The firm's engineering reputation created opportunities that were knocking at their door, literally every day. However, serving various markets also meant that the manufacturing support had to be arranged and segmented appropriately. In other words, different areas needed different types of tooling . . . a lot of different types of tooling. In fact, tooling demands were becoming unmanageable.
"We had no formal tool management system, so orders were being placed for components already on-hand, everything was always hot and expediting cutter deliveries via UPS Red was a daily occurrence," explains Tom Shuga, CIM manager. "NC programmers and manufacturing engineers had to physically browse the crib inventory, looking for tooling which would meet their needs. Often, it was easier and faster just to order more. We knew we had to find and implement a system solution that could get this under control."

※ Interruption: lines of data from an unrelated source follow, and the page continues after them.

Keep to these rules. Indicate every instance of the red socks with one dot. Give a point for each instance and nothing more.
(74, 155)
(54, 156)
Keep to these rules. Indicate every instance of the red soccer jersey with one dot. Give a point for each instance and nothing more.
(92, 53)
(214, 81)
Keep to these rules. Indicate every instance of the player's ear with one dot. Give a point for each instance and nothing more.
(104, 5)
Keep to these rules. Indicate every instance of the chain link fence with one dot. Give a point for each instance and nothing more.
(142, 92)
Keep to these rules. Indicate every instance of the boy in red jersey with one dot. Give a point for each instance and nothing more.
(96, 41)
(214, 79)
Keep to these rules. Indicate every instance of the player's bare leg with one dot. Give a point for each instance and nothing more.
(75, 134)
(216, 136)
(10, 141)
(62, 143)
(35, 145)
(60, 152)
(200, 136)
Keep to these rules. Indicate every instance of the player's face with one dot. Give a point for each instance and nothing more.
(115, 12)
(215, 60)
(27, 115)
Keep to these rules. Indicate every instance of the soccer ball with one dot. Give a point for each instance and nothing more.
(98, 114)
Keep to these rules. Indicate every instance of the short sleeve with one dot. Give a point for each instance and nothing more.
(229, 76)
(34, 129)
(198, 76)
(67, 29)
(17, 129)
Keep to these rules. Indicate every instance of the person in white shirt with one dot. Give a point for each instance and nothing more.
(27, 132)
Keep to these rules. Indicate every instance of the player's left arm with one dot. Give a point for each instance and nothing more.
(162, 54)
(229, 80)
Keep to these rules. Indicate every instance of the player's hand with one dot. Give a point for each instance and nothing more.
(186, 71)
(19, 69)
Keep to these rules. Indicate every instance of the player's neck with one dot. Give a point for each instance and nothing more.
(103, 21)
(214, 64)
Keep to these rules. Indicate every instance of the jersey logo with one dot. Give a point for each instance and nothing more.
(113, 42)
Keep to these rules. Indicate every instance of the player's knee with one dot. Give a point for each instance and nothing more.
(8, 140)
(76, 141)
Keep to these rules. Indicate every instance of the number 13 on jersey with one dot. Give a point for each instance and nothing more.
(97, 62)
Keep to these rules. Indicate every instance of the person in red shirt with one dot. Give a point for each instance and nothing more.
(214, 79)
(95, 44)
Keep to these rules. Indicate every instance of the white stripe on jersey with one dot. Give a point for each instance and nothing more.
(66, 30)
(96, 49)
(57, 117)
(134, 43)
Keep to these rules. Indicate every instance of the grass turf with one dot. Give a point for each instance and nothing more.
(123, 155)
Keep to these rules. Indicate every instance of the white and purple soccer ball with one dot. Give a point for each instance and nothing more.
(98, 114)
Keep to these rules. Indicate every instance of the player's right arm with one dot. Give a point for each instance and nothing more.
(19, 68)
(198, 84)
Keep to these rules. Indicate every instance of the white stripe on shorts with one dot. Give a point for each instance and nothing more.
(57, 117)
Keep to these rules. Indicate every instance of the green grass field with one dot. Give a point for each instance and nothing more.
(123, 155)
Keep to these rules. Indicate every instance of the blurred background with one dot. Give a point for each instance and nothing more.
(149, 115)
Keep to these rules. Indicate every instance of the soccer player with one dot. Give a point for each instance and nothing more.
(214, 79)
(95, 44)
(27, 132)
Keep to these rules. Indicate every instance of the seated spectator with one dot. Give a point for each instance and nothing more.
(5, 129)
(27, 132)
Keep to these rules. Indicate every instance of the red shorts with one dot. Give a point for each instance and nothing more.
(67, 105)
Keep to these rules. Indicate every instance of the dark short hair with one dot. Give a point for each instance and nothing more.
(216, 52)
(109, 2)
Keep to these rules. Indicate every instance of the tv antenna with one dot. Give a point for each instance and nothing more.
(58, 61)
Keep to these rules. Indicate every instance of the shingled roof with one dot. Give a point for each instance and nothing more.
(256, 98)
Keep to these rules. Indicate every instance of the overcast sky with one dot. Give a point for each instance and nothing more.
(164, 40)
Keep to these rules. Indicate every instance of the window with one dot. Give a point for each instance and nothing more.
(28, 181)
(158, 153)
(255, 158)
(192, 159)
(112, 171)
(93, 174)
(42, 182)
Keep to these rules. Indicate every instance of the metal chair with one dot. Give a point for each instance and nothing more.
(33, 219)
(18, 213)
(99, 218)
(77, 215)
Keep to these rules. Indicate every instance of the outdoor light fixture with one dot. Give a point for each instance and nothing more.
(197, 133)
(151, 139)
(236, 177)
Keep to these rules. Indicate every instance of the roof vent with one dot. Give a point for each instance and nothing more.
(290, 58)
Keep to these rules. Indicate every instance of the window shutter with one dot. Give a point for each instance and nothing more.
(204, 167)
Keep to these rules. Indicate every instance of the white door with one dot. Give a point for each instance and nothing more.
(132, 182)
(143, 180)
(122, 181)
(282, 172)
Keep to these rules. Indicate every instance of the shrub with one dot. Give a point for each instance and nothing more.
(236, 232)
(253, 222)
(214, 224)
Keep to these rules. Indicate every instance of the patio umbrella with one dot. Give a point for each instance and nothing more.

The search began and TDM Systems, Inc. (Schaumburg, IL) was approached. The problem was evaluated as to how best to provide a solution. Once this was completed, the process of dedicated work by Remmele staff began to tackle the problem head on and realize how to best implement a Tool Data Management (TDM) system to help alleviate the situation.
The installation of this system included the tool crib module to achieve inventory control, but also the ability to build tool assembly libraries and tool lists. The TDM system also interfaced to their NX CAM and Vericut Systems.
DIAMOND IN THE ROUGH
A side benefit was that, once all of the tool crib components were loaded into the tool management system, the company actually ‘recovered' tooling inventory that was valued at seven-figures (!) and turned a huge "invisible inventory" into visible assets for the CAM programming and engineering groups to draw upon.